È naufragato nell’imbarazzo generale il tentativo “politically correct” della commissaria europea alla uguaglianza Helena Dalli, di imporre direttive ai funzionari della Unione Europea comunicazioni prive di elementi che potessero offendere attraverso l’uso di termini neutri. Ma gira e rigira, ecco che l’On. Dalli nelle raccomandazioni, neanche tanto subdolamente, pone l’esigenza di non citare il Natale nelle missive da inviare e da sostituire con un’indistinta definizione di festa. Poi chiede di non citare nomi propri come Maria e Giovanni negli esempi, sostituendoli con nomi non cristiani, ed altre corbellerie simili.
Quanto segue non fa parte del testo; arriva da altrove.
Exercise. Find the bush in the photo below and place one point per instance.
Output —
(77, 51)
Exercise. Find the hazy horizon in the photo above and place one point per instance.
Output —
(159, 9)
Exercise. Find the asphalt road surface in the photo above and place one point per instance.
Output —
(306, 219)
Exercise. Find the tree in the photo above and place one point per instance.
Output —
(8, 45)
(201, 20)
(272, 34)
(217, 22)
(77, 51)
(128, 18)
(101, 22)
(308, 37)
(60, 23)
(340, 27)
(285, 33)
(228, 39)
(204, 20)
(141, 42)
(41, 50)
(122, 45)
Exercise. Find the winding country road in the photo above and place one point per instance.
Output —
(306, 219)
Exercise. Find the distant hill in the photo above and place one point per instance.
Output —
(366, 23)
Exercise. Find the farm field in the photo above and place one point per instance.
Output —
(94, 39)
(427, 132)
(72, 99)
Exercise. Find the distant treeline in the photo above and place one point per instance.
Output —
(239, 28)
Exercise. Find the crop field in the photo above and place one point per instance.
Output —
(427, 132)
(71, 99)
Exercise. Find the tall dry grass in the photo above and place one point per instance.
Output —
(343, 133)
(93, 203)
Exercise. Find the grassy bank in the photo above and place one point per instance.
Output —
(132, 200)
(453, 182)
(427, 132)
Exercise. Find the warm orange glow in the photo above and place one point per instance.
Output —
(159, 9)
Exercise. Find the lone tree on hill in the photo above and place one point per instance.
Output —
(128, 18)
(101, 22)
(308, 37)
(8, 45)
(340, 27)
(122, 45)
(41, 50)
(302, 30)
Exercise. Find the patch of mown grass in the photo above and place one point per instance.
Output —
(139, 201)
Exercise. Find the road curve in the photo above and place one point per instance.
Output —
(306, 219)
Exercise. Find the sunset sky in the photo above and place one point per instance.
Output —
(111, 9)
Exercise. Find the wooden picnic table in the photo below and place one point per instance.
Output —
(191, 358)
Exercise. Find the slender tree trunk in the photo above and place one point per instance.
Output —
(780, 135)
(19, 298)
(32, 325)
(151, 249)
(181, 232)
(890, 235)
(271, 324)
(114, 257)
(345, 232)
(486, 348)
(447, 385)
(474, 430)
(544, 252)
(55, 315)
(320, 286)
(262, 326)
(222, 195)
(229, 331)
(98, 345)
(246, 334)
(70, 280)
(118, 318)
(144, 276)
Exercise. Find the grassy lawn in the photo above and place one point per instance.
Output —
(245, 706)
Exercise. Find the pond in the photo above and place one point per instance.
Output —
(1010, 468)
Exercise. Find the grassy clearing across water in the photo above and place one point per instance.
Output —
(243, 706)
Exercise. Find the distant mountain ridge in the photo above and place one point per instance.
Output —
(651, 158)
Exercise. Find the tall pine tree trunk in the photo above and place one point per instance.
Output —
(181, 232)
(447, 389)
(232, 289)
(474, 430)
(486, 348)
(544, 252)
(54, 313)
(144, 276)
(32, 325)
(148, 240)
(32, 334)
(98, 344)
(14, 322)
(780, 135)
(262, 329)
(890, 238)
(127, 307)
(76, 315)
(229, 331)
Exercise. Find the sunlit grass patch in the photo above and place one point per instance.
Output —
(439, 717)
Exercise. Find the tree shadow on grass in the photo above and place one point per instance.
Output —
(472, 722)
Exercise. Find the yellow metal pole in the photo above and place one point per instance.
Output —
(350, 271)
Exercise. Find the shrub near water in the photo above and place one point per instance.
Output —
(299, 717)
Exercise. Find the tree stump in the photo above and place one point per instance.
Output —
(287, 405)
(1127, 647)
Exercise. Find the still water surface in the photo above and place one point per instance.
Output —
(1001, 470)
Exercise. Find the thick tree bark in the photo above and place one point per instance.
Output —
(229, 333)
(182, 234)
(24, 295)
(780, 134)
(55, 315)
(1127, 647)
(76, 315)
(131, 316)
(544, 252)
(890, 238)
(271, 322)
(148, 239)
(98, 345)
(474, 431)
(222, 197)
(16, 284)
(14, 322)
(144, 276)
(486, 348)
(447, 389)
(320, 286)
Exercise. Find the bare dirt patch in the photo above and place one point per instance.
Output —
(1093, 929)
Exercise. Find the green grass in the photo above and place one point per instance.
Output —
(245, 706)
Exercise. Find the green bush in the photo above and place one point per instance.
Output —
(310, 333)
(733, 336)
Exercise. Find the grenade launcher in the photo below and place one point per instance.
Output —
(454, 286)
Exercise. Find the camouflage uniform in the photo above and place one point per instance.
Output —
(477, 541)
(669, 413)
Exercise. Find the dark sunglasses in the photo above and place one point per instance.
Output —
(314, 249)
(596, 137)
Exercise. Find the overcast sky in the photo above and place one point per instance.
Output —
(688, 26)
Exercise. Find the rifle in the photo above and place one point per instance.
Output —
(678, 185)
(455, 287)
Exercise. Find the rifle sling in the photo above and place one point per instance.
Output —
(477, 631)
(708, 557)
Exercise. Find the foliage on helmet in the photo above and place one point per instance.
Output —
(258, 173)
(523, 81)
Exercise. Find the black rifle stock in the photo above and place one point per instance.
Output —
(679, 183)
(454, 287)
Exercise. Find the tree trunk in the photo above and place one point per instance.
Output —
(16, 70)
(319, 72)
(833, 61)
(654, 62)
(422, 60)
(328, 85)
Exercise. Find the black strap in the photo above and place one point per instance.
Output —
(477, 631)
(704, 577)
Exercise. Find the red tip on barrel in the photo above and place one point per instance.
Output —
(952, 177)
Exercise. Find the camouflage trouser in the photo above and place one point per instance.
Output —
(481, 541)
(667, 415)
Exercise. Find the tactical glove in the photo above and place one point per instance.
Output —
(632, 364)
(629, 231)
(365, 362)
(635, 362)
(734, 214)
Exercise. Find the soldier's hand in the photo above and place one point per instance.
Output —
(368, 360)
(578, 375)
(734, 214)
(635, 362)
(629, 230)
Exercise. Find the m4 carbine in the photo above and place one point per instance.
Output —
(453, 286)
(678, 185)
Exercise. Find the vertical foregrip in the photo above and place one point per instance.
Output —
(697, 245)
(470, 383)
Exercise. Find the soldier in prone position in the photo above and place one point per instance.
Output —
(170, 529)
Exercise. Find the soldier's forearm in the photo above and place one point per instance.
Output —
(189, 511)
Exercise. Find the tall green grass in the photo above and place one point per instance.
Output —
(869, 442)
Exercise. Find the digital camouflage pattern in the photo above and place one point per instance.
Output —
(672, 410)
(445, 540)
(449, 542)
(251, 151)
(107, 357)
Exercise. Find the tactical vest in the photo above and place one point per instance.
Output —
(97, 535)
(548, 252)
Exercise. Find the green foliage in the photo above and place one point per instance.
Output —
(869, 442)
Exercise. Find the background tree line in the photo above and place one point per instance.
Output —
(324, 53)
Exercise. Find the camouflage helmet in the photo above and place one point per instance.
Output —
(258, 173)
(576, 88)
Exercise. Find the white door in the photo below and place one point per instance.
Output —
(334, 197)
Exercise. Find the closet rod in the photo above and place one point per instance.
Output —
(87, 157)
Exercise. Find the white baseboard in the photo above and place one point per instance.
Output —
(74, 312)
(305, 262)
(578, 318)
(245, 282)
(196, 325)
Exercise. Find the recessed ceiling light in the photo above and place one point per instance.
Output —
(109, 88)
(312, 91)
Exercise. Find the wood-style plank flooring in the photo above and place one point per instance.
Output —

La gaffe è stata così clamorosa che ha scomodato la stessa Ursula Von der Leyen, che infastidita dall’incendio provocato dalle polemiche ha dovuto immediatamente stoppare la direttiva. Questo fatto, in verità, è stato visto da moltissimi europei come il tentativo maldestro a cui spesso si ricorre per imporre culture lontane da quelle popolari, con la motivazione del rispetto dovuto ad altre culture. In verità queste giustificazioni che vengono date anche in Italia con episodi similari, appartengono ad élite culturalmente minoritarie che attraverso poteri vari, intendono imporre fraudolentemente la loro opinione ai cittadini.
Una vicenda dunque, che sostanzialmente si collega a tante altre di carattere subliminali ed esplicite come quella che commentiamo. La deputata commissaria Dalli, aldilà della sua manifesta avventatezza, non credo sia del tutto sprovveduta, ponendosi contro le culture più intime che fondano l’Europa: la concezione liberal democratica che regge il patto originario degli Stati che reggono le istituzioni europee, quella identitaria e religiosa cristiana che riguarda grandemente popolo europeo. D’altronde l’appartenenza della commissaria Dalli ad una comunità come quella maltese di sentimenti cristiani profondissimi, in spregio ad ogni buon senso e di responsabilità istituzionale, non ha esitato a proporre il suo “vademecum”.
Dietro queste manifestazioni di intolleranza, annunciate dalla esigenza di rispettare le altre culture e sensibilità, si nascondono minoranze di interessi e culture che attraverso il potere delle istituzioni, del denaro, dei media, e strumenti di diffusione della cultura, vogliono imporre il loro pensiero resuscitando nei fatti lo “Stato etico” come decisore, arbitro e giudice assoluto del bene e del male, come fonte dell’etica per il singolo e per la comunità, come unico creatore del bene comune.
Sappiamo bene che questa concezione filosofica hegeliana ed hobbesiana, sia già stata travisata ed utilizzata a piene mani dai teorici delle sciagurate dittature nere e rosse del novecento che l’hanno messa in pratica con conseguenze gravissime. Questa filosofia politica si contrappone alla moderna Democrazia liberale che non delega allo Stato ed al corpo politico tutti i diritti dei cittadini se non la giustizia. In definitiva la teoria dello Stato etico affidava alle istituzioni il compito di “educare” i cittadini, attraverso i suoi poteri, oggi nell’era contemporanea e globalizzata, le nuove strutture di potere economiche globalizzate agiscono con i loro pervasivi mezzi della cultura e della informazione per forzare la storia per imporre la distruzione delle strutture di ogni fede religiosa, di ogni realtà organizzata, di ogni potere che non risponda al disegno di modellare il mondo secondo la loro visione.